(2)

I think there is no love in this world.The so-called love is just a stage play of self-deception.After the game ends, each returns to strangers.

Xiao Zhe and I are the best witnesses.On the stage of youth, we have performed the emotional drama together for six years. We have been affectionate, moved, and prosperous with each other, and finally separated.Xiao Zhe, he owes me too much.Four years of college, two years of graduation, and we have been together for six years.Six years of relationship can't resist the temptation to go abroad once.In order to make me give up completely, he took the girl to our bed and rolled naked.That afternoon, I used the four words "beasts are inferior" to him.I didn't cry, I ran to the beach alone, and threw all my tears and grievances into the sea.On the day Xiao Zhe got on the plane, I sold all the things at home to the scrap yard, and the house was also sold.Too many memories make it impossible for me to get close to that world.I'm completely unfeeling.Maybe, a man is nothing more than that, even if there is a sharp sword stuck in his chest, he may not be able to feel the pain, let alone throw away a small love.However, women are different, they always think that love is everything.Therefore, as deep as love is, so is pain.In the past three years, I have cried and been sad alone.I have had all kinds of emotions.However, I was still alone until the end.Sometimes, I feel that I am very tragic. When I see men and women on the street, I feel that they are all pretending to be happy, and they will definitely be separated in the end.Sometimes, I feel that it would be nice if there were only women left in this world, and there must not be so many injuries and departures.So, for the past three years, there have been no men in my life.Occasionally a few squeezed in, but I issued an order to evict the guests early.I became a veritable leftover woman.Anke, 30 years old, single.I don't feel ashamed.

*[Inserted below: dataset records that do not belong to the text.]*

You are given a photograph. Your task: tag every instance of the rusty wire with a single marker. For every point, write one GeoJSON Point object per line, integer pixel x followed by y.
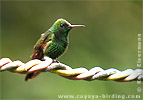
{"type": "Point", "coordinates": [96, 73]}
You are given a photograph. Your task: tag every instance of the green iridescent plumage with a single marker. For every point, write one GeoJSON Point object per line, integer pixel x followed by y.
{"type": "Point", "coordinates": [52, 43]}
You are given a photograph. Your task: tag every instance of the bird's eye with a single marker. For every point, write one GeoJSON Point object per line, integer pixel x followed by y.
{"type": "Point", "coordinates": [61, 25]}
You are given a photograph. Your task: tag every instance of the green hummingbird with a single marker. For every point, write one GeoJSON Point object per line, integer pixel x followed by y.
{"type": "Point", "coordinates": [52, 43]}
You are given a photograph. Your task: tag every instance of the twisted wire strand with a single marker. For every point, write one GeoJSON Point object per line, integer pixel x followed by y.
{"type": "Point", "coordinates": [96, 73]}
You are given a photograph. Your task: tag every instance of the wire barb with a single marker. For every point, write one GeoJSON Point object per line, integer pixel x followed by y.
{"type": "Point", "coordinates": [96, 73]}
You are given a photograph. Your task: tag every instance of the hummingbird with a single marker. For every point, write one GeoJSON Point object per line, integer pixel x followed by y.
{"type": "Point", "coordinates": [52, 43]}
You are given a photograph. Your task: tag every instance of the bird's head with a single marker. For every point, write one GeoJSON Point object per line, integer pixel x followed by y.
{"type": "Point", "coordinates": [62, 27]}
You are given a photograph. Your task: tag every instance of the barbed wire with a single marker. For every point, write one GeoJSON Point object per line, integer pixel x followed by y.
{"type": "Point", "coordinates": [96, 73]}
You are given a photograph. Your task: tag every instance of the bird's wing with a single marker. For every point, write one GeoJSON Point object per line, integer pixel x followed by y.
{"type": "Point", "coordinates": [45, 38]}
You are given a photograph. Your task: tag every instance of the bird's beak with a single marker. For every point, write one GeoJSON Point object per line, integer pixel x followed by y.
{"type": "Point", "coordinates": [76, 26]}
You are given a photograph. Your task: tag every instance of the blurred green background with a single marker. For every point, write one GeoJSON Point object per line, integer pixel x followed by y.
{"type": "Point", "coordinates": [109, 40]}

I chose a sunny weekend and invited all the staff from the planning department to my home.Xiaoyue came to me uncertainly and asked, is it really okay?I smiled and nodded vigorously.So, on the weekend, no one was absent.I cook by myself, and other people help me. That kind of happiness and warmth has never been there before.The party continued into the evening, everyone was drunk, and everyone said blessings to each other and some little secrets about themselves.Xiaoyue purposely leaned into my ear and whispered: Today's Encore, what a woman, how generous.come on.Xiao Lu also seemed to be very drunk, he swung forward and back three steps and kissed my forehead.Then, get up and leave.I pretended not to know anything.In the days that followed, although they were not in the same area, they were just next door.Meet every day, smile, say hello.It seems that there is still such a vague friendship.Everyone's life needs the support of others, and I need it too.We don't need to put ourselves in a desperate situation and die alone for a certain person or a certain memory.